The research could speed up attempts to wipe out cancer by targeting tumour stem cells that drive the disease.
A team from Oxford University has developed a new method of isolating cancer stem cells that can then be grown and studied in the laboratory.
The technique could pave the way to developing drugs that attack cancer at its root.
Dr Trevor Yeung, from the Weatherall Institute of Molecular Medicine at Oxford University, said: "Cancer stem cells drive the growth of a tumour. If we could target treatments against these cells specifically, we should be able to eradicate cancer completely."
Until now research on cancer stem cells has been slow, since the cells are difficult to identify and isolate from tumours.
In the past scientists have tried to find cancer stem cells in tissue samples taken from patients.
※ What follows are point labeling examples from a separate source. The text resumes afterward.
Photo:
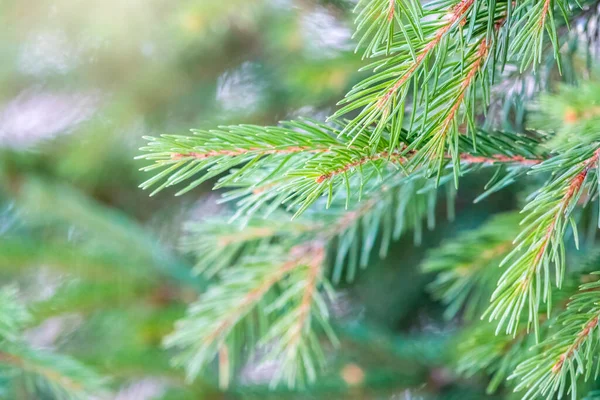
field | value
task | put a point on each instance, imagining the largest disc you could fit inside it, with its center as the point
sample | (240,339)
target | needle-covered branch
(527,281)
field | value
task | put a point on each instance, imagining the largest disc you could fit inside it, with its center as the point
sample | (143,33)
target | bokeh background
(97,260)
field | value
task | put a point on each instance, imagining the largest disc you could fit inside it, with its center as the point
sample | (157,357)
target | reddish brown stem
(593,323)
(457,13)
(239,152)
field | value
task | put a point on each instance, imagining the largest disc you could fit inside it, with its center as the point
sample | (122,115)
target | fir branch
(568,354)
(376,21)
(527,280)
(467,266)
(52,374)
(247,292)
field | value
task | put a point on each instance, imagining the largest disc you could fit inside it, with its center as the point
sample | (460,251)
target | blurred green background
(81,81)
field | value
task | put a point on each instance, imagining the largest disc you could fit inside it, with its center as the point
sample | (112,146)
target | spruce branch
(246,296)
(467,266)
(528,280)
(44,373)
(566,355)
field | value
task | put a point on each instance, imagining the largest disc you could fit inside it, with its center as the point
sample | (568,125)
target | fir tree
(312,200)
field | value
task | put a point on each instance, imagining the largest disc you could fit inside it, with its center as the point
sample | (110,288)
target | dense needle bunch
(312,200)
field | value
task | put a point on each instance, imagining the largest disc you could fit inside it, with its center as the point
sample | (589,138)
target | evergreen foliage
(414,125)
(376,253)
The new research involves better ways of using molecular markers to identify cancer stem cells, and maintaining the cells in simple laboratory cultures.
Instead of using biopsy samples, the scientists worked with established bowel cancer cell lines.
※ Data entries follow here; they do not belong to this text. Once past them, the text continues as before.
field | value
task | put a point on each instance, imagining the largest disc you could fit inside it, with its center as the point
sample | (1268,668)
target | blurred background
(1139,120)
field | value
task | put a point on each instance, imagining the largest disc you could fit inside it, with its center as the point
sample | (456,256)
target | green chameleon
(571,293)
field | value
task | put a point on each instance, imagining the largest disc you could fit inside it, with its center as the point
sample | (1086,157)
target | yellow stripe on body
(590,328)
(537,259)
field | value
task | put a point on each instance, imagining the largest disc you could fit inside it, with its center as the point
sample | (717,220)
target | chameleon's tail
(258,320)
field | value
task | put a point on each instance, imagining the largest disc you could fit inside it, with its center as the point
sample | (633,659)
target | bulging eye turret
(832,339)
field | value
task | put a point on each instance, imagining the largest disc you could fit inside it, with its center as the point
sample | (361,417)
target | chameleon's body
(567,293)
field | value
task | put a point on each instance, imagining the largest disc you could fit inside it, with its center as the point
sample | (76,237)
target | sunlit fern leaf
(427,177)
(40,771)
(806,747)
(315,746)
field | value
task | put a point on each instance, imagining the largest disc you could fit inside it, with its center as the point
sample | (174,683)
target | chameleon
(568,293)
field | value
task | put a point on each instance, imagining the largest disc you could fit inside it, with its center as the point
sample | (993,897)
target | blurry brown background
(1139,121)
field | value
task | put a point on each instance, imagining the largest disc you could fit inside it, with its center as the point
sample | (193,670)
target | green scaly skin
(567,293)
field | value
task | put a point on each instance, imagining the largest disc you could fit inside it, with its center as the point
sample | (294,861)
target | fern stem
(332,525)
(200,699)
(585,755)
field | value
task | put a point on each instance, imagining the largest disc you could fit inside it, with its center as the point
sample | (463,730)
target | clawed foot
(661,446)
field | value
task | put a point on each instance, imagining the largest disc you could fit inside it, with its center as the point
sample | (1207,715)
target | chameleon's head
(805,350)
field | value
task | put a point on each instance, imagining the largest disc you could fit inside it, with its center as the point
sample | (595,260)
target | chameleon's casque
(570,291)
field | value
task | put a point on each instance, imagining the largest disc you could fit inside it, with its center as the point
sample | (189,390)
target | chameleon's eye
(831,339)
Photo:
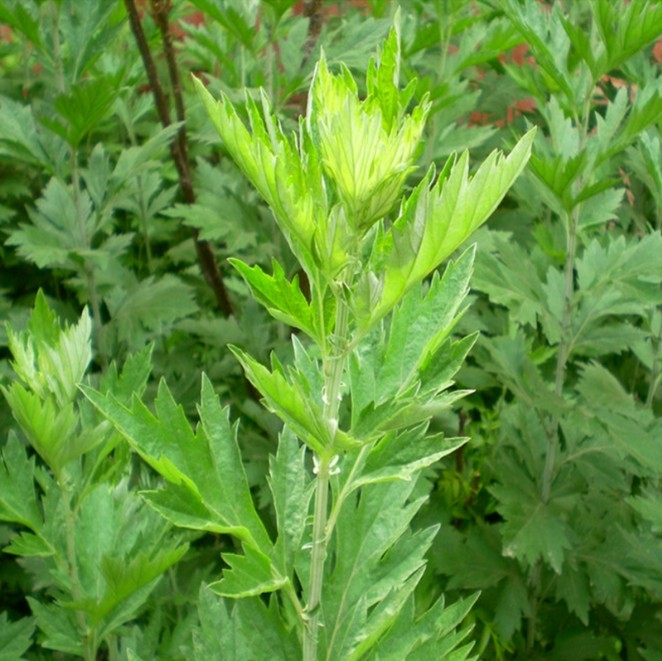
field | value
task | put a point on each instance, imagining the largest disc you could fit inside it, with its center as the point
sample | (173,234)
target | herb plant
(372,363)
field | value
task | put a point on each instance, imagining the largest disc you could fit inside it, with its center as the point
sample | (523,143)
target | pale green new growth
(332,187)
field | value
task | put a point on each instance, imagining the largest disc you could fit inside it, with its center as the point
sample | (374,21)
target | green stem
(311,632)
(333,365)
(564,348)
(88,637)
(655,370)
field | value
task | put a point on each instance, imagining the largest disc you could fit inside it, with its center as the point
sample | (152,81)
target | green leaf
(532,530)
(209,485)
(403,456)
(289,484)
(83,107)
(433,222)
(50,428)
(420,324)
(246,631)
(626,30)
(284,299)
(290,403)
(150,305)
(18,497)
(377,561)
(58,626)
(60,228)
(15,637)
(249,575)
(434,629)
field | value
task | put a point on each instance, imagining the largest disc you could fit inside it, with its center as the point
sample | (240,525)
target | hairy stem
(334,366)
(564,347)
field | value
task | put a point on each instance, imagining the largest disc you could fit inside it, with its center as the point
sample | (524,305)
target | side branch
(179,147)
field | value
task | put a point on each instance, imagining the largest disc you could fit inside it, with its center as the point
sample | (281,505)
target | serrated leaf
(15,637)
(288,402)
(150,305)
(18,497)
(284,299)
(360,577)
(245,631)
(420,324)
(532,530)
(402,456)
(58,626)
(205,466)
(410,633)
(249,575)
(288,482)
(433,223)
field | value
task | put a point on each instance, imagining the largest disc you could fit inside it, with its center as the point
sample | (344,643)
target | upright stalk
(334,366)
(564,348)
(89,637)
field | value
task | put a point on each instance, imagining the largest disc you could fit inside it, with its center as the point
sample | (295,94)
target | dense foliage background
(115,195)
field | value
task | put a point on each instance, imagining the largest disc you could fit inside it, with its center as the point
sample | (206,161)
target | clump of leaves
(373,363)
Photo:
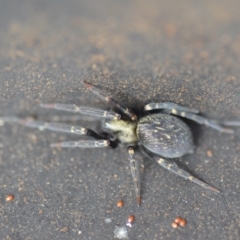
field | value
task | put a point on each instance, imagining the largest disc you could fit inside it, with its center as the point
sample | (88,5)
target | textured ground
(138,51)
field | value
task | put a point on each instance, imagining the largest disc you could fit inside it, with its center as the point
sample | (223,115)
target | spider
(162,136)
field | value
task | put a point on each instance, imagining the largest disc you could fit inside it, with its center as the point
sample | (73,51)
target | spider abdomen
(165,135)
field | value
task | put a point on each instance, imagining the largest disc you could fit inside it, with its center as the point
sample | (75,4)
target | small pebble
(182,223)
(209,153)
(120,203)
(9,198)
(174,225)
(177,220)
(130,220)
They found that the proportion of cancer stem cells within different bowel cancers varies widely, with aggressive tumours containing higher numbers.
The research is reported today in the journal Proceedings of the National Academy of Sciences.
Dr Yeung said: "Radiotherapy and chemotherapy work against all rapidly dividing cells. But there is increasing evidence that cancer stem cells are more resistant than other cells to this treatment. Cancer stem cells that have not been eradicated can lead to later recurrence of cancer.
"It's like trying to weed the garden. It's no good just chopping off the leaves, we need to target the roots to stop the weeds coming back.
"People have assumed that cancer stem cells made up a small proportion of the cells in a tumour, but it is becoming increasingly clear that this is not correct. The most aggressive tumours can have a majority of cells that are cancer stem cells."